# Scraping AmbitionBox website for company details

## Importing libraries

In [1]:
import pandas as pd
import requests
from bs4 import BeautifulSoup

In [56]:
import numpy as np

In [2]:
url = "https://www.ambitionbox.com/list-of-companies?page=1"

In [3]:
# we use headers to when websites not allow bots to scrape data, so we use browser's User-Agent to act as browser.
header = {
    "User-Agent": "Mozilla/5.0 (Windows NT 10.0; Win64; x64) AppleWebKit/537.36 (KHTML, like Gecko) Chrome/74.0.3729.169 Safari/537.36"
}

In [4]:
response = requests.get(url, headers = header)
response.status_code

200

In [5]:
html = response.content
type(html)

bytes

### making soup object

In [6]:
soup = BeautifulSoup(html, 'lxml')

### savingsoup object to a html file

In [13]:
with open('ambition_box.html','wb') as file:
    
    file.write(soup.prettify('utf-8'))

### Finding element containing all data

In [7]:
cinfo = soup.find_all('div', class_="company-content-wrapper")
len(cinfo)

30

In [8]:
cinfo[0].find('h2', class_="company-name bold-title-l").text.strip()

'TCS'

In [9]:
# finding names
name = [n.find('h2', class_="company-name bold-title-l").text.strip() for n in cinfo]

In [10]:
#finding ratings
cinfo[10].find('div', class_="rating-wrapper").find('p').text.strip()

'4.0'

In [11]:
# ratings
rating = [None if r is None else r.find('div', class_="rating-wrapper").find('p').text.strip() for r in cinfo]

In [13]:
company_info = soup.find_all('div', class_="company-basic-info")
len(company_info)

30

In [20]:
company_info[0].find_all('p')

[<p class="infoEntity sbold-list-header"><i class="icon-domain"></i>
 						Public
 					</p>,
 <p class="infoEntity sbold-list-header"><i class="icon-pin-drop"></i>
 						Mumbai,Maharashtra + 216 more
 					</p>,
 <p class="infoEntity sbold-list-header"><i class="icon-access-time"></i>
 						54 years old
 					</p>,
 <p class="infoEntity sbold-list-header"><i class="icon-supervisor-account"></i>
 						1 Lakh+ employees (India)
 					</p>]

In [24]:
# company type
company_type = [t.find_all('p')[0].text.strip() for t in company_info]

In [26]:
# company headquarters
c_headquarters = [t.find_all('p')[1].text.strip() for t in company_info]

In [28]:
# company age
c_age = [t.find_all('p')[2].text.strip() for t in company_info]

In [32]:
# number of employees
c_employees = [t.find_all('p')[3].text.strip() for t in company_info]


In [33]:
# scrapping other details

In [65]:
cinfo[0].find_all('a', class_= "ab_chip body-medium")

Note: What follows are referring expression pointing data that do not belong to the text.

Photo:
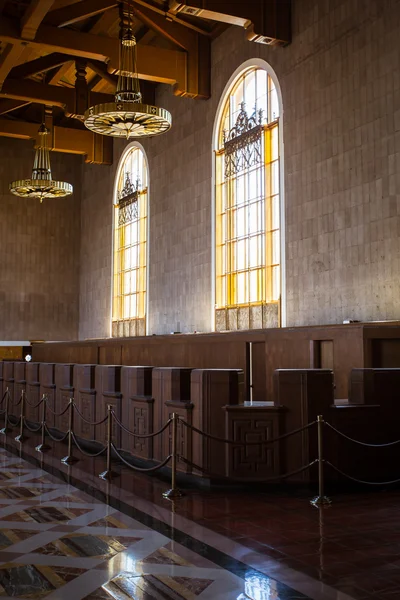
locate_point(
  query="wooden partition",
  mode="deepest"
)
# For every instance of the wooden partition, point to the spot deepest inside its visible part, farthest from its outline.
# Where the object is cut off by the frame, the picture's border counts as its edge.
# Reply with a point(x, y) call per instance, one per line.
point(212, 401)
point(19, 379)
point(340, 348)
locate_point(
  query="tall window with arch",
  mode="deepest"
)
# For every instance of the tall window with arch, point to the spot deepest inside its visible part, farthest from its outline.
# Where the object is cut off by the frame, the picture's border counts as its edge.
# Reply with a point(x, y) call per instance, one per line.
point(247, 205)
point(130, 246)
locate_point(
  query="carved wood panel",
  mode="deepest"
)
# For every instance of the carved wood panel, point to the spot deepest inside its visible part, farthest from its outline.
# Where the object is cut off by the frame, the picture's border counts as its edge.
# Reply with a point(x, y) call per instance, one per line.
point(101, 411)
point(86, 403)
point(63, 398)
point(51, 407)
point(184, 436)
point(141, 422)
point(33, 397)
point(258, 461)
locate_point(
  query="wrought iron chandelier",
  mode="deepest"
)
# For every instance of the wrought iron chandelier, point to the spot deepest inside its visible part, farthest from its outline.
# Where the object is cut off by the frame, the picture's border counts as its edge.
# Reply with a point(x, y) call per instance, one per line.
point(127, 116)
point(41, 185)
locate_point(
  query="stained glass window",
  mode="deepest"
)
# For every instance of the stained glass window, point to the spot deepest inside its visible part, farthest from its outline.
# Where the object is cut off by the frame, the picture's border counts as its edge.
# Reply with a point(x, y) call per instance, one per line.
point(247, 198)
point(130, 238)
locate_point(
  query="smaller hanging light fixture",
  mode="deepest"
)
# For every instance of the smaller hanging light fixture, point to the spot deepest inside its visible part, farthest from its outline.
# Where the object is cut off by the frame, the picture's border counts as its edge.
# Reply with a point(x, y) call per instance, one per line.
point(127, 116)
point(41, 185)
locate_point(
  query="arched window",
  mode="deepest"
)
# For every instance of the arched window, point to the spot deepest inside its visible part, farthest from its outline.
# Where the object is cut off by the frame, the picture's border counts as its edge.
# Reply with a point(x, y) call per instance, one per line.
point(130, 240)
point(247, 204)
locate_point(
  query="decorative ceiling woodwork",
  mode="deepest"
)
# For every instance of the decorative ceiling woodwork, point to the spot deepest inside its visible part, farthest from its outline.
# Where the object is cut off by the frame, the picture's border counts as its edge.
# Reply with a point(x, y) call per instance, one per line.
point(33, 17)
point(97, 149)
point(80, 11)
point(44, 43)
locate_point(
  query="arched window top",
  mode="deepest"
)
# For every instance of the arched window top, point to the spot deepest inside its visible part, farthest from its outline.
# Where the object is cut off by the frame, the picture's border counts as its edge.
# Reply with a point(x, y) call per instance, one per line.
point(132, 173)
point(130, 244)
point(251, 100)
point(248, 201)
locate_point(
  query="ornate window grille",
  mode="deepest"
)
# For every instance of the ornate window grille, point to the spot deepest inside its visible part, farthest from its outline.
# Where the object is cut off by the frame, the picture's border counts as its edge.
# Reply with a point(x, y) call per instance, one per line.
point(248, 283)
point(243, 143)
point(130, 240)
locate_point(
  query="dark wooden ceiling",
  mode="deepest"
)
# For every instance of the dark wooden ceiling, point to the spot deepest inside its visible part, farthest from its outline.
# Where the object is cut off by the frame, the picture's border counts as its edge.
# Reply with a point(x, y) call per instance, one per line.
point(44, 43)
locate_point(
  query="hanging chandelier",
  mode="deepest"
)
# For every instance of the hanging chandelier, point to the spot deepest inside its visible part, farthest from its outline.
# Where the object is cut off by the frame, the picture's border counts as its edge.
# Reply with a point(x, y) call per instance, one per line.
point(41, 185)
point(127, 116)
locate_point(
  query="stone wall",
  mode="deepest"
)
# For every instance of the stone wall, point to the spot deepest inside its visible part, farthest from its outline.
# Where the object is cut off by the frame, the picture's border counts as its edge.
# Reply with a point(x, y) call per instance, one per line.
point(340, 85)
point(39, 250)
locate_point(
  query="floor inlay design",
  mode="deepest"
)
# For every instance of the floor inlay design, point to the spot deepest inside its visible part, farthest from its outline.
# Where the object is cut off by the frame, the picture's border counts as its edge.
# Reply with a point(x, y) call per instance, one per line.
point(80, 544)
point(57, 542)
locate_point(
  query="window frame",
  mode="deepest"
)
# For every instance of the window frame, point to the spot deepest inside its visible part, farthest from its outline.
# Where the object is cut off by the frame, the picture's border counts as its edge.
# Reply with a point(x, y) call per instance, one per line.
point(121, 164)
point(216, 147)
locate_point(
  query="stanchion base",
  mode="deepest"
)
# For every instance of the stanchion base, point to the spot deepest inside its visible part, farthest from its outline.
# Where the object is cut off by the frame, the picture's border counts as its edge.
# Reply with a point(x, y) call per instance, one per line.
point(107, 475)
point(319, 501)
point(42, 448)
point(69, 460)
point(172, 494)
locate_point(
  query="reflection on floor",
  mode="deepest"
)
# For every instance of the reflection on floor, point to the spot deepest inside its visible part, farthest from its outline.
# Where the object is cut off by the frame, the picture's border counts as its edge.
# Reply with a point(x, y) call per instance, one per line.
point(58, 542)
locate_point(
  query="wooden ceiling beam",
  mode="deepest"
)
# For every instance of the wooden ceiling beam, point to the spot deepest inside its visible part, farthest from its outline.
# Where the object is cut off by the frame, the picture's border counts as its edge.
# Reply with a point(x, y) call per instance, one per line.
point(101, 70)
point(52, 95)
point(96, 148)
point(197, 47)
point(39, 65)
point(173, 32)
point(266, 21)
point(8, 58)
point(7, 106)
point(33, 17)
point(32, 91)
point(154, 64)
point(55, 78)
point(79, 11)
point(171, 17)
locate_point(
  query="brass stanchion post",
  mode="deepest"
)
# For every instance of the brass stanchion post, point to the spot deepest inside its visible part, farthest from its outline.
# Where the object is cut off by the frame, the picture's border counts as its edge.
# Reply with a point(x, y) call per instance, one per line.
point(70, 459)
point(108, 473)
point(43, 446)
point(321, 499)
point(174, 492)
point(20, 438)
point(6, 429)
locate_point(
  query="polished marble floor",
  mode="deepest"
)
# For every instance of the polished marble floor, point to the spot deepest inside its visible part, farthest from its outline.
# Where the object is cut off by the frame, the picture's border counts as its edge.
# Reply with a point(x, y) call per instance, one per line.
point(64, 533)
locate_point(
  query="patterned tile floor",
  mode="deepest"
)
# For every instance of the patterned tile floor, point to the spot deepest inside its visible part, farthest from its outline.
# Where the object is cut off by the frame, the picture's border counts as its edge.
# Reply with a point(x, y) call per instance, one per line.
point(64, 533)
point(58, 542)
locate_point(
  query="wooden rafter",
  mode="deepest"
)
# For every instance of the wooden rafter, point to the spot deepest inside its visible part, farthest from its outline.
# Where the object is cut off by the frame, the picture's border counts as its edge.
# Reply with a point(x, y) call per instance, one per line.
point(8, 58)
point(101, 70)
point(78, 12)
point(171, 17)
point(33, 17)
point(54, 78)
point(7, 106)
point(154, 64)
point(266, 21)
point(96, 148)
point(39, 65)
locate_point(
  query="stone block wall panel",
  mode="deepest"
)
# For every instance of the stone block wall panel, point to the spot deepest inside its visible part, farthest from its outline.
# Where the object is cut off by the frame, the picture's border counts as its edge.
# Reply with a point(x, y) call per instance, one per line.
point(341, 127)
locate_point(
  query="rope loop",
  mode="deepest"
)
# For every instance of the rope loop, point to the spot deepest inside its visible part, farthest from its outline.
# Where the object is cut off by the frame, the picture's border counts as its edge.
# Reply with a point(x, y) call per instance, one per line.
point(261, 442)
point(140, 435)
point(77, 444)
point(149, 470)
point(94, 423)
point(346, 437)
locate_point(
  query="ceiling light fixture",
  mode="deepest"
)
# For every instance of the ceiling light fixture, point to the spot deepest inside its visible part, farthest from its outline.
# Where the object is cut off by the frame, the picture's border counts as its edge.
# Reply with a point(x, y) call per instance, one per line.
point(41, 185)
point(127, 116)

[<a class="ab_chip body-medium" data-filter-name="chips_Company-Tags_consumer-goods" href="/consumer-goods-companies-in-india" title="Consumer goods companies in India">
 						Consumer goods
 					</a>,
 <a class="ab_chip body-medium" data-filter-name="chips_Company-Tags_financial-services" href="/financial-services-companies-in-india" title="Financial Services companies in India">
 						Financial Services
 					</a>,
 <a class="ab_chip body-medium" data-filter-name="chips_Company-Tags_manufacturing" href="/manufacturing-companies-in-india" title="Manufacturing companies in India">
 						Manufacturing
 					</a>,
 <a class="ab_chip body-medium" data-filter-name="chips_Company-Tags_insurance" href="/insurance-companies-in-india" title="Insurance companies in India">
 						Insurance
 					</a>,
 <a class="ab_chip body-medium" data-filter-name="chips_Company-Tags_gurgaon" href="/companies-in-gurgaon" title="Companies in Gurgaon/Gurugram,Haryana">
 						Gurgaon/Gurugram,Haryana
 					

In [40]:
a_tag = [o.find_all('a', class_= "ab_chip body-medium") for o in cinfo]
len(a_tag)

30

In [44]:
other_details = []

for a in a_tag:
    ot = []
    for s in a:
        details = s.text.strip()
        ot.append(details)
    result = ", ".join(ot)
    other_details.append(result)

In [46]:
other_details[:3]

['BPO / Call Centre, IT Services & Consulting, Fortune500, Forbes Global 2000, Public, Mumbai,Maharashtra',
 'IT Services & Consulting, Software Product, Forbes Global 2000, Public',
 'IT Services & Consulting, Forbes Global 2000']

### converting data to dictonary format 

In [47]:
df = {'company_name': name, 
      'rating': rating, 
      'company_type': company_type, 
      'company_headquarters':c_headquarters, 
      'company_age':c_age, 
      'no_of_employees': c_employees, 
      'other_details': other_details}

In [52]:
data = pd.DataFrame(df)
data.head()

Unnamed: 0,company_name,rating,company_type,company_headquarters,company_age,no_of_employees,other_details
0,TCS,3.9,Public,"Mumbai,Maharashtra + 216 more",54 years old,1 Lakh+ employees (India),"BPO / Call Centre, IT Services & Consulting, F..."
1,Accenture,4.0,Public,"Dublin,Dublin + 124 more",33 years old,1 Lakh+ employees (India),"IT Services & Consulting, Software Product, Fo..."
2,Cognizant,3.9,Private,"Teaneck,New Jersey + 76 more",28 years old,1 Lakh+ employees (India),"IT Services & Consulting, Forbes Global 2000"
3,ICICI Bank,4.0,Public,"Mumbai,Maharashtra + 918 more",28 years old,50k-1 Lakh employees (India),"Chemicals / Agri Inputs, Financial Services, M..."
4,HDFC Bank,4.0,Public,"Mumbai,Maharashtra + 1002 more",28 years old,1 Lakh+ employees (India),"Financial Services, Banking, Insurance, Fortun..."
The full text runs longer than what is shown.